No encienden la luz al entrar, el fuego ilumina tenue pero cálidamente la pieza, ya estaban sintiendo escalofríos afuera pero aquí adentro una dulce tibieza embalsama el aire, Carla estira el brazo para tomar su abrigo y Johann hace lo propio, pero de repente sus miradas se cruzan, dan un paso el uno hacia el otro, y otro más y se aproximan de la mano a la chimenea.
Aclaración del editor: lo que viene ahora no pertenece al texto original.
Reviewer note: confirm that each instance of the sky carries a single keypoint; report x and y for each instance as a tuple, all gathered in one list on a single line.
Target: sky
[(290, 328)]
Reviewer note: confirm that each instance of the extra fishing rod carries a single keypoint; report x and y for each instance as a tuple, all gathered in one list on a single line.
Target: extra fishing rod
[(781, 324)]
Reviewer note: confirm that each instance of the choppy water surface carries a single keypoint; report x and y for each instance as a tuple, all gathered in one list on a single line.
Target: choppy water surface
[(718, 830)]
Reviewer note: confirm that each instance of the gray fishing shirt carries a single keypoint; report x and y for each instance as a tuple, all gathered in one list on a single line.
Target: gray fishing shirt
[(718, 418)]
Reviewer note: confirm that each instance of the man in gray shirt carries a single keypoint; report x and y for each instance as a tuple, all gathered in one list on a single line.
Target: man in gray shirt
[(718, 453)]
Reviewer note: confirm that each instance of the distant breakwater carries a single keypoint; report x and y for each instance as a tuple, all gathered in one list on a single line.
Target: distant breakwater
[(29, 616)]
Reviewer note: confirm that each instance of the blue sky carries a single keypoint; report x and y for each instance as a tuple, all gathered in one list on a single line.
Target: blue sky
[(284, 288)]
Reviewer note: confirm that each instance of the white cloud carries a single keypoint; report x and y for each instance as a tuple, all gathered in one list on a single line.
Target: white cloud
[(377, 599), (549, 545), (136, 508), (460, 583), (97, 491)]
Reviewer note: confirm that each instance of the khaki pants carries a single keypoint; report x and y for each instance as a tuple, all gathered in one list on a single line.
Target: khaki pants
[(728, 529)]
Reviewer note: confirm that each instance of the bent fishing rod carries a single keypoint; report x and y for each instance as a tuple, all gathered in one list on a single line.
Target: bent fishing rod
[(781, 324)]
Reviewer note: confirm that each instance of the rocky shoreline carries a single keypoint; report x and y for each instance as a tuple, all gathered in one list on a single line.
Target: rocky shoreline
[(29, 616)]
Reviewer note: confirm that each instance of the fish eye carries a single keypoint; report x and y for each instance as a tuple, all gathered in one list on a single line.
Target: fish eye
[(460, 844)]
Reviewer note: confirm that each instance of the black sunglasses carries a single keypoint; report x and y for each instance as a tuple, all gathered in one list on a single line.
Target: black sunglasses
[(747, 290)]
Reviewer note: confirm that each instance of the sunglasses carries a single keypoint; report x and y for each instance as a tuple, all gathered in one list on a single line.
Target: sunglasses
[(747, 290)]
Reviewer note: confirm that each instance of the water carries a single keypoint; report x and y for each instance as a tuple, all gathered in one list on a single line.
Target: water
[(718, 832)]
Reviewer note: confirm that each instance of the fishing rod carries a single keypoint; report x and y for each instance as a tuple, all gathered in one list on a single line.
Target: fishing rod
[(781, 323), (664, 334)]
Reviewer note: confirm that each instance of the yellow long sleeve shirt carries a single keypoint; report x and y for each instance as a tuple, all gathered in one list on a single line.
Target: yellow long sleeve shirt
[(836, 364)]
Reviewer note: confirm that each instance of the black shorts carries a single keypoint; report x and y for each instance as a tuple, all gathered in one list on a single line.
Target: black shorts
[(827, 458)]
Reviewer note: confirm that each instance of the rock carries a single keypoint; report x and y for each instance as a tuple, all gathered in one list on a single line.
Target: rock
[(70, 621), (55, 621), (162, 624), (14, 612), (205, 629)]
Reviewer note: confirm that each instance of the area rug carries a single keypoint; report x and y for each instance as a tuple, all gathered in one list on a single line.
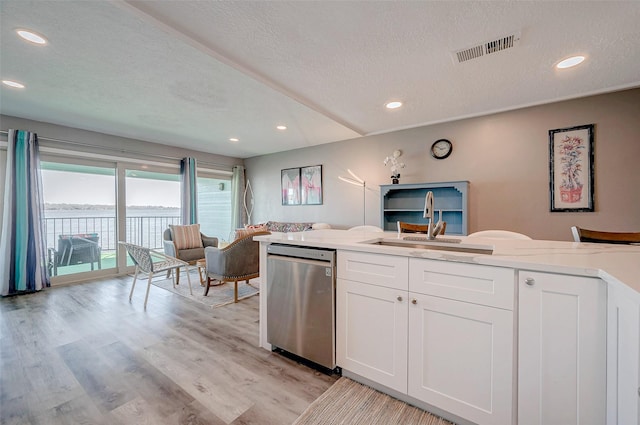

Entonces acercan las palmas a las llamas para casi tocar esas especies de mariposas vibrantes que brotan de los leños y Johann se arrodilla ante Carla y Carla se arrodilla junto a Johann.
Ella se siente por fin despertar de una pesadilla, no tiene más alrededor a seres brutales y sedientos de escarnio, y tampoco tiene más que estudiar tantas horas para mantener su voz dentro de una técnica perfecta, todo eso quedó atrás, precisamente como en una pesadilla, y ahora su mirada fuego pasa a ese ser que tanto la quiere, y que se lo ha dicho con la excusa de escribir letras para valses. Lo mira y qué bello se lo ve alumbrado por esas llamas doradas, nunca lo había visto así, esas espaldas fuertes y dos brazos robustos que estarán siempre listos para defenderla, qué alivio saber que no tiene ya nada más que temer, y las llamas hacen lucir más negros que nunca los ojos y pestañas de él, mientras que sobre el cabello le arrojan reflejos dorados, ahora los cabellos del joven parecen dorados como un maizal. Lo cual significa que está ocurriendo una especie de milagro de amor.